竹中はとはは竹中くんを全力で応援します!応援という名のひいきです!ひいきという名のえこひいきです!ひいきよりえこひいきのが地球に優しそう!そういう人に私はなりたい!竹中くんに会いたい!竹中さんに会いたい!半兵衛さあああああん!


……きっと風邪のせいなんですよ、全部…。
2009-11-08 22:04:13

甲冑ブーム

テーマ:甲冑男子
来いや来い来い、甲冑ブーム!!!
理想は…

「今日の合コン、どんな感じ?」
「レベル高いらしい。」
「マジか、じゃああれしかないな!」
「…着てく?」
「もちろん。甲冑!」

みたいな。

「俺、今日は伊達モデルにするわ!」
「お、本気だな。」
「眼帯も着けよっと。」
「ますます本気だな。」
「お前は?」
「俺?…信長。」
「ちょ、信長!?すげぇ、いくらしたんだよ!!」
「バイト代三ヶ月分つぎ込んだ。」
「…お、お前、漢だな…。」
「武士(もののふ)と言ってくれ。」

みたいな。

今日の行列相談所は紳助さんのおかげで甲冑ウハウハでした。そんなわけでこういう妄想も膨らんでしまいました。
すみませんでした。
…でもちょっとときめきません?甲冑男子。
…いやむしろ甲冑女子でもいいじゃない!
さあみんなレッツキャッチュー!!



「お前は何甲冑着てく?」
「僕?」
「おう。あ、伊達と織田以外で頼むぜ!」
「ふむ…では竹中半兵衛で行こうかな。
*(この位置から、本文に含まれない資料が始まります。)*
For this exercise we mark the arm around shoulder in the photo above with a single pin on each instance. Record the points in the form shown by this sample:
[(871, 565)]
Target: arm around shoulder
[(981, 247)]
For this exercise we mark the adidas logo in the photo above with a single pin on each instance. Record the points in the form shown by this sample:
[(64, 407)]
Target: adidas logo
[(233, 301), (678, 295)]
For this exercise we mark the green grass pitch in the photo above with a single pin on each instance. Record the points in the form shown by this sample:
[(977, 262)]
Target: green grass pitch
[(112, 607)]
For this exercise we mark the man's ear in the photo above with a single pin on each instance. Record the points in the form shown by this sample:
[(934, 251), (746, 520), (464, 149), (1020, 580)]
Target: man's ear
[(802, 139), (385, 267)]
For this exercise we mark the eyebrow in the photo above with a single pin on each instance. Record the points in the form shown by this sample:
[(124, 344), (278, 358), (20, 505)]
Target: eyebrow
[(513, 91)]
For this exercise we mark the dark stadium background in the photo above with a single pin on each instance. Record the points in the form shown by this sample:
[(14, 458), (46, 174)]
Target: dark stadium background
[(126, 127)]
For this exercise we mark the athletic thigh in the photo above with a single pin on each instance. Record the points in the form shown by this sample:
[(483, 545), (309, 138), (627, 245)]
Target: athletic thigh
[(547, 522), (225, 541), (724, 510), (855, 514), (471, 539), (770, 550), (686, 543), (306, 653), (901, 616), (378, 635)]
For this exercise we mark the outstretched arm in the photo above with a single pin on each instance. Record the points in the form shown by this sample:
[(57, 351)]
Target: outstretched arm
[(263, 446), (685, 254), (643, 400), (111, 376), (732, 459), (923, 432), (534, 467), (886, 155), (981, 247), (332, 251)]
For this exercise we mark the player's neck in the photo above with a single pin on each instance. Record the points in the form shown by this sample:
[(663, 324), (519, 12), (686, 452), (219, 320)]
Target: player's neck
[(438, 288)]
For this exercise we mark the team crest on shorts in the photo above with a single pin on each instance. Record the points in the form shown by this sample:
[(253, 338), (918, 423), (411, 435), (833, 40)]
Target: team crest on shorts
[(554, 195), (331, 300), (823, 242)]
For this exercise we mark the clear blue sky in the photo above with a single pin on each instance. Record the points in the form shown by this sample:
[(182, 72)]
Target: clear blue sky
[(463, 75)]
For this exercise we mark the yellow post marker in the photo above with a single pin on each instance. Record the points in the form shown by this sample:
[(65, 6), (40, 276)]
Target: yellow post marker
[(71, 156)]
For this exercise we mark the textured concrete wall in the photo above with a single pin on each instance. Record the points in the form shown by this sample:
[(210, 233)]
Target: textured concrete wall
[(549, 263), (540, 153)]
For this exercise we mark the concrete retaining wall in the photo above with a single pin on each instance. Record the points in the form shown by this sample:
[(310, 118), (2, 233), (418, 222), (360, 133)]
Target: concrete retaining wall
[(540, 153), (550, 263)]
」
「半兵衛かー、渋いな。でも女の子たち半兵衛知ってるか?」
「知らないなら、僕が教えてあげるさ。」
「なっ、なるほど!そうやって話を広げ、さらには落とす魂胆だな!!」
「ふふ。真似してもいいよ?」
「……伊達やめて片倉にしよっかな…。」



んな魂胆無くとも、竹中甲冑着てりゃ落ちる女子もいますよ、ここに。